Desconheço os números de que dispõe o presidente do Camões, I.P. para sublinhar a falta de intérpretes de língua portuguesa. Sou intérprete nas instituições da União Europeia (UE) há 18 anos e não tenho dado pela falta de intérpretes de cabina portuguesa no mundo institucional. Percorrendo uma lista igualmente aqui à minha frente, restringindo-me aos intérpretes de língua portuguesa que actualmente trabalham de forma permanente ou regular para as instituições da UE, estamos a falar de quase cem intérpretes, somando cerca de 40 funcionários (entre Parlamento Europeu, SCIC e Tribunal de Justiça) e 60 intérpretes independentes. Conheço colegas intérpretes de outras cabinas, funcionários do Parlamento Europeu e da Comissão Europeia, que fazem frequentemente comissões de serviço na ONU. Por isso, o universo de intérpretes disponíveis para trabalharem na ONU não se limita a futuros funcionários da organização, o leque é muito mais alargado.

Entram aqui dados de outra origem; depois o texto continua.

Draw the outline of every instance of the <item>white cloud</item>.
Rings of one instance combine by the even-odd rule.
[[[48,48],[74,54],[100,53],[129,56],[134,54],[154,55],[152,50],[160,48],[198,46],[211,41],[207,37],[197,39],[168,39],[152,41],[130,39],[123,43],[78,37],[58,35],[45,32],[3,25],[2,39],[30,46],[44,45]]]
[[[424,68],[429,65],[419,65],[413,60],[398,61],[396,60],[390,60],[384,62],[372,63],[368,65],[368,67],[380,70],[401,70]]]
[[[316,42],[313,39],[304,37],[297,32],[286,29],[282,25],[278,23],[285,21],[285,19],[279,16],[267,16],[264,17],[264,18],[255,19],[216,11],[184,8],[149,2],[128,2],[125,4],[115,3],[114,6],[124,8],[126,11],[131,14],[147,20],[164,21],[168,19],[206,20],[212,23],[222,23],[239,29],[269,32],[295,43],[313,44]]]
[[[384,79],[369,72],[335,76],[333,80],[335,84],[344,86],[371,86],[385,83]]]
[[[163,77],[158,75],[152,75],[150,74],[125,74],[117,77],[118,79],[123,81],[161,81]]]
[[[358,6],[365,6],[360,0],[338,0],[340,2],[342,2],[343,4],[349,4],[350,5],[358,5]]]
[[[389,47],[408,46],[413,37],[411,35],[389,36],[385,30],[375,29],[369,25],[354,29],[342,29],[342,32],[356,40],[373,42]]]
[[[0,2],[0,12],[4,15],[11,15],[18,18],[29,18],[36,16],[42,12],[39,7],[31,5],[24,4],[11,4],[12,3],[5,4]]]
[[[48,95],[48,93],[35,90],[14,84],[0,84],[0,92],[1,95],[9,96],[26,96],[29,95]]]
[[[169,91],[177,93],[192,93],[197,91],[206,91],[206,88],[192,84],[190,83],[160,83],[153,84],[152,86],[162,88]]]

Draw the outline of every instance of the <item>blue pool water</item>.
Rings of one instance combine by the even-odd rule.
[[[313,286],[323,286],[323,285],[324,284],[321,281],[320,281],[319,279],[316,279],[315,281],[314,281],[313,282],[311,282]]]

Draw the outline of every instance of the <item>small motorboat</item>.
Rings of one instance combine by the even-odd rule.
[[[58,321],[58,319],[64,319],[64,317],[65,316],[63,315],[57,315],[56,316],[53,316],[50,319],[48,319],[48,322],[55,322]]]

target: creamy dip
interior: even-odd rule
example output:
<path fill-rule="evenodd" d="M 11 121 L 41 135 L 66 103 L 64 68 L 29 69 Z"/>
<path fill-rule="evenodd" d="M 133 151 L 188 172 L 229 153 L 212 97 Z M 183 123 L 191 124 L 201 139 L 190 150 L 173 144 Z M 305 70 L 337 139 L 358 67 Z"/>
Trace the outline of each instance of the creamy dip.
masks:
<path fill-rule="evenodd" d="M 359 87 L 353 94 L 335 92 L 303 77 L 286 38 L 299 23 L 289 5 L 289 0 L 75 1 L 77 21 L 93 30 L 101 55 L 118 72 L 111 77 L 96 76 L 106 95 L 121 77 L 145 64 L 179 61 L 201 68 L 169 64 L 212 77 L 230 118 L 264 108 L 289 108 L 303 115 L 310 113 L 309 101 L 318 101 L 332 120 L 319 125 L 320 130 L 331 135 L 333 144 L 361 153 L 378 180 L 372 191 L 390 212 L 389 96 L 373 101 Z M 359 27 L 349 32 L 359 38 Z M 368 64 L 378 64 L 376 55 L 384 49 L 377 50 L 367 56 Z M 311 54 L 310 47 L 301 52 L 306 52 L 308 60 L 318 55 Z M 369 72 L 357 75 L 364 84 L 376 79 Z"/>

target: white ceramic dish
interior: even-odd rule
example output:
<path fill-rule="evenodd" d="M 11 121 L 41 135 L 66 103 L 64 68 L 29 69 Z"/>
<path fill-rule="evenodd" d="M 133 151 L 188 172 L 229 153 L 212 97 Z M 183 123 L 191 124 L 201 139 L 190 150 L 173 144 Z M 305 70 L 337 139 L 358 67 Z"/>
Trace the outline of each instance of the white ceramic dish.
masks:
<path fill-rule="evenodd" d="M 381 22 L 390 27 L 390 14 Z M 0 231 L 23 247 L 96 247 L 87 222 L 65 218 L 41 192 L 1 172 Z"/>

Por vezes, como agora, em tempos de Covid-19, não há é trabalho suficiente para os intérpretes que já existem. Aliás, durante a comunicação anterior à declaração polémica, Faro Ramos até referiu o aspecto da actual redução do trabalho dos intérpretes. Os números por mim apresentados limitam-se aos intérpretes à disposição das instituições da UE. Falta ainda mencionar os colegas que nunca colaboraram com estas instituições, espalhados por todos os cantos do mundo e, de certeza, muitos deles com qualidade para trabalharem na ONU. Agora, tudo depende de políticos e diplomatas fazerem o seu papel e conseguirem levar o barco do português como língua oficial da ONU a bom porto. Aguardo com impaciência uma resposta do presidente do Camões, I.P., com números concretos, para saber o porquê de ter dado a entender a míngua de intérpretes de língua portuguesa no mercado. Não será certamente por falta de intérpretes que a língua portuguesa deixará de ser língua oficial da ONU.

Nótula 1: Quanto ao tema português língua oficial da ONU, recomendo a excelente nota “O acordo ortográfico, o português nas Nações Unidas ou uma história (muito) mal contada”, de João Roque Dias.

Nótula 2: O presidente do Camões, I.P. referiu igualmente a escassez de tradutores. Infelizmente, não disponho de informação sobre o número de tradutores de língua portuguesa no activo e com qualidade para trabalharem na ONU. Fico à espera dos números que Luís Faro Ramos fará o favor de divulgar.